The women will paint the bags with various designs and place them on greeting cards, coasters and other ornamental items. Sales will generate income for the villagers.

"It's a blank canvas for these women over there," she said. "They will sell what they make to wealthy Africans or tourists."

She heard about the project from an older sister who visited Africa and bought a homemade tea-bag ornament.

Callahan figured that instead of letting people throw out used tea bags, she could start collecting them for the women.

Profits will help women put roofs over their heads. "Not a big roof, but a roof, food for their children and perhaps even electricity," Callahan said.

Callahan hopes to collect between 2,000 and 2,500 tea bags before hand-delivering them to the village.
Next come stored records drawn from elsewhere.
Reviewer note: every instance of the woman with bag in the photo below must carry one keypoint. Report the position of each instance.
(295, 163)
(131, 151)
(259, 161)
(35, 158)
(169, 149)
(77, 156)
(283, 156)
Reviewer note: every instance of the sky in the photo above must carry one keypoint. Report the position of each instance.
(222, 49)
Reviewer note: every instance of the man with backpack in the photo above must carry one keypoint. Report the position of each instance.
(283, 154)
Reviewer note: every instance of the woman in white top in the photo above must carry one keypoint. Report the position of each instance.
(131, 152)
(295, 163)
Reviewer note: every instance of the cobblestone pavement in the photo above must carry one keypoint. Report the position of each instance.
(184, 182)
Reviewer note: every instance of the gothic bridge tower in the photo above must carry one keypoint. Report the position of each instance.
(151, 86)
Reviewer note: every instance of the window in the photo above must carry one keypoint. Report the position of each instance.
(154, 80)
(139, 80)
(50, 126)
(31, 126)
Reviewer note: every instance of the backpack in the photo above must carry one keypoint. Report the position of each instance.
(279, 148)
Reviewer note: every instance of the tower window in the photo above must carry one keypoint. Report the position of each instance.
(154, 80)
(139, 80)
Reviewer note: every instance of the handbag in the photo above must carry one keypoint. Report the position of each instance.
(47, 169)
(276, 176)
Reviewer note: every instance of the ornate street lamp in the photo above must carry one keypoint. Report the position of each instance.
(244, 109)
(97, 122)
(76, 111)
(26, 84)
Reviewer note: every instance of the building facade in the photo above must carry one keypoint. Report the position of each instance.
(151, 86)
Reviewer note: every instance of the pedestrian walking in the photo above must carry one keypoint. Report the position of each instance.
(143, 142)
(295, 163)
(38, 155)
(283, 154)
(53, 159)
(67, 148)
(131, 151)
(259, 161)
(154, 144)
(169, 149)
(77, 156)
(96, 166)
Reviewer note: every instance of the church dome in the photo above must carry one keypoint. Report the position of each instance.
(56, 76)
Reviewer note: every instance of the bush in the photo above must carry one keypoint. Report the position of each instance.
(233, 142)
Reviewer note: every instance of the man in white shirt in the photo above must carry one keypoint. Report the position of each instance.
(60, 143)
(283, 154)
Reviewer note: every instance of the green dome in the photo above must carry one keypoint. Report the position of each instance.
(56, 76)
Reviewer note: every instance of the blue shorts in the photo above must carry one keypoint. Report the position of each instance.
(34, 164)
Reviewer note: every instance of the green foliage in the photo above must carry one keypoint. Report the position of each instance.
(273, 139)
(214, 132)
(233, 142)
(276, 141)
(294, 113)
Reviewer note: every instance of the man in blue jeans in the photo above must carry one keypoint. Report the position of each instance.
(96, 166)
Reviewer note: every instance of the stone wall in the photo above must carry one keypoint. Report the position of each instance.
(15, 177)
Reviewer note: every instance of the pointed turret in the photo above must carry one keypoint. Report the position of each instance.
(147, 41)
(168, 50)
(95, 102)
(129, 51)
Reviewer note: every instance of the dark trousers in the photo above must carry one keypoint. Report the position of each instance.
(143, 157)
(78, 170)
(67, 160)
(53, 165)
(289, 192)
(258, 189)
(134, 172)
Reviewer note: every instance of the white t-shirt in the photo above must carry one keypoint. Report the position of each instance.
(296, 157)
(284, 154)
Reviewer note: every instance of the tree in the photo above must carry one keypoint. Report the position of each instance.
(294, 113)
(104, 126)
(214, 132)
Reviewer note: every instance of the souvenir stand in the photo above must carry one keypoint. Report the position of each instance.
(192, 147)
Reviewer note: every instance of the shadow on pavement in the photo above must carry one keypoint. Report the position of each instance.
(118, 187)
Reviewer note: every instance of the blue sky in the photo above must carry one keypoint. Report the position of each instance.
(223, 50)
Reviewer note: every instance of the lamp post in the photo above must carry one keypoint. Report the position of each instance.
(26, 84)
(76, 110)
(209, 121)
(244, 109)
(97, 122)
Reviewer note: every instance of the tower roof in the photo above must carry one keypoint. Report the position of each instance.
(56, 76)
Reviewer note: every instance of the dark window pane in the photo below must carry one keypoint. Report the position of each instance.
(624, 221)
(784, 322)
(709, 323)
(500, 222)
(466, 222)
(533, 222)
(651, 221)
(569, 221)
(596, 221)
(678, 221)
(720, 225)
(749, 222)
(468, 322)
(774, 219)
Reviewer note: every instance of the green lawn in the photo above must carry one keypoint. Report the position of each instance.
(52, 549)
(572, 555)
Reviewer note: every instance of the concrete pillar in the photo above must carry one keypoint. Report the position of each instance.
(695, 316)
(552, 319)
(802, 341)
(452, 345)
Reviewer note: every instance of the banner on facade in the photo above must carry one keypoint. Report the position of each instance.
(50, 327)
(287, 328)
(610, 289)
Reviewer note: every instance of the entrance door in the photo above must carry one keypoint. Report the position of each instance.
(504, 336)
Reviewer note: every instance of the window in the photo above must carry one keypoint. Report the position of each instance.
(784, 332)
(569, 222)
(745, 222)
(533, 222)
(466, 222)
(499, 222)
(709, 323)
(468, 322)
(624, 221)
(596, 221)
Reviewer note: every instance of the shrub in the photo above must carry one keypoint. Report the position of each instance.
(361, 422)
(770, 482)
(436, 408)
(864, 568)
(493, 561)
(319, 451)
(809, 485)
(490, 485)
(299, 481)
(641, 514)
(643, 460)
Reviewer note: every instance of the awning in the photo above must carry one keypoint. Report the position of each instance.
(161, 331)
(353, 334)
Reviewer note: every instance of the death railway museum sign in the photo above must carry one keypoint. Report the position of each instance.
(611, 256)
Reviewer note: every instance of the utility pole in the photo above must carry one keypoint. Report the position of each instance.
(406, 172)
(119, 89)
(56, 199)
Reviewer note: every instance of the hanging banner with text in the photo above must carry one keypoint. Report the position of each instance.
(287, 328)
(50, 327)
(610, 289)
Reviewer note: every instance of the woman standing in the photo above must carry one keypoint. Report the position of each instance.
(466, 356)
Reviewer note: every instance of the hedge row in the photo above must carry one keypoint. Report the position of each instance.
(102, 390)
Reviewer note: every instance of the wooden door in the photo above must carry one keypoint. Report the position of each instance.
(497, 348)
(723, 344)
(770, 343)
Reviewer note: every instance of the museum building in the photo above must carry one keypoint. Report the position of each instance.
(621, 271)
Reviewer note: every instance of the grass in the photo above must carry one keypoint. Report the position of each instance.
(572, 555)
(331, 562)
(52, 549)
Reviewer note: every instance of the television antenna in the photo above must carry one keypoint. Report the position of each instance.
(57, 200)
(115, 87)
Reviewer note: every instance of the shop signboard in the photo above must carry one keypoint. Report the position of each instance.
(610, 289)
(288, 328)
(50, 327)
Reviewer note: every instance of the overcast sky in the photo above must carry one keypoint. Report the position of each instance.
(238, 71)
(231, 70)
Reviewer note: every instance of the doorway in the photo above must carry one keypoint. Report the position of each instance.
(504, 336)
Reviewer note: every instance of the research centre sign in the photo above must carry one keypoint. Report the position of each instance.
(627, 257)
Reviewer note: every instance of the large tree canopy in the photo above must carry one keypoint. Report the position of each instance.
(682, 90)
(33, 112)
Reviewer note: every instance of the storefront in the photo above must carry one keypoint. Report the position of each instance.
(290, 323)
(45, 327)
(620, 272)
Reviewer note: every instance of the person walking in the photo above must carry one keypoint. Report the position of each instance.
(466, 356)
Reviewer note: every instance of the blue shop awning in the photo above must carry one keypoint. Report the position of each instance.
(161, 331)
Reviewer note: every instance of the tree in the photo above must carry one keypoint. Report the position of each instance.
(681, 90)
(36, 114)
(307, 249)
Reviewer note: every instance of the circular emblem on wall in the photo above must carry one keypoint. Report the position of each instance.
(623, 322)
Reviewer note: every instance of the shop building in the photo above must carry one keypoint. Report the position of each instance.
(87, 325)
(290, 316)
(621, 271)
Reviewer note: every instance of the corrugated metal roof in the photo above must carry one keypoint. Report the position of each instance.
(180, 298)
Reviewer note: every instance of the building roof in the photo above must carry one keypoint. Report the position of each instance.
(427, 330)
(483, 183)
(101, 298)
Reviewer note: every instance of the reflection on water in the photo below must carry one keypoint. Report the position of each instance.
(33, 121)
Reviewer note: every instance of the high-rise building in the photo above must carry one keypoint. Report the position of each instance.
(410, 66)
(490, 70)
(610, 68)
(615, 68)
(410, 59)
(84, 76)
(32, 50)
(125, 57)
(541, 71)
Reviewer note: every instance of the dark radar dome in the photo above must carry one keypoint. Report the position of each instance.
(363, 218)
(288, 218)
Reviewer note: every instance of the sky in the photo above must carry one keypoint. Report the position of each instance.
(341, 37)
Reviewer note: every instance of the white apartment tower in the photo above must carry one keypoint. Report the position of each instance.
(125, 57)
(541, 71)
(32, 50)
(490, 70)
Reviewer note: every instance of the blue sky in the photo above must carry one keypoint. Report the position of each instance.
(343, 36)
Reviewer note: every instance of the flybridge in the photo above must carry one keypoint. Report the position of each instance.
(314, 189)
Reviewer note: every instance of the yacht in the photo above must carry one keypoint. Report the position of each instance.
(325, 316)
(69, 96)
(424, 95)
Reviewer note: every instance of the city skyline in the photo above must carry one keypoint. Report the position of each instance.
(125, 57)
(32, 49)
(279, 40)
"In the long run, it's helping women who do this all the time," Callahan said. "If they get the bags already emptied they'll appreciate it."

It takes her hours to prepare the bags. She dries them on cookie trays around the house, and the smell of so many tea flavors isn't always pleasant. "Everything smells like it after a while, and that's the only downside to it," she said.

Emptying the bags requires a gentle touch. "You have to be really careful, you can go through a lot of tea bags by ripping them."

And she's not picky about what kind of bags people pass on, either--any used bag, regardless of size or shape, will do.

As the president of a new group at the school, the Student Network Against Global Poverty, she has recruited members to help with her collection efforts.

Darius Coulibaly, a teacher at Chancellor who is originally from Africa, started the student group. He said the tea-bag project will go a long way to help women in need and the children they support.

Helping the women with their small businesses is a way to foster independence, without handing over money.

"It gives them a lot of dignity as a human being--it helps break the cycle of poverty."

For more information on the tea-bag project in South Africa, visit tbagdesigns.co.za.

To reach COREY BYERS: 540/735-1976
Email: cbyers@freelancestar.com

Saving tea bags

Make sure the tea bag is completely dry.

Make a slit throught one side of the tea bag.

Empty tea leaves carefully.

Gently tear open any other seams and flatten.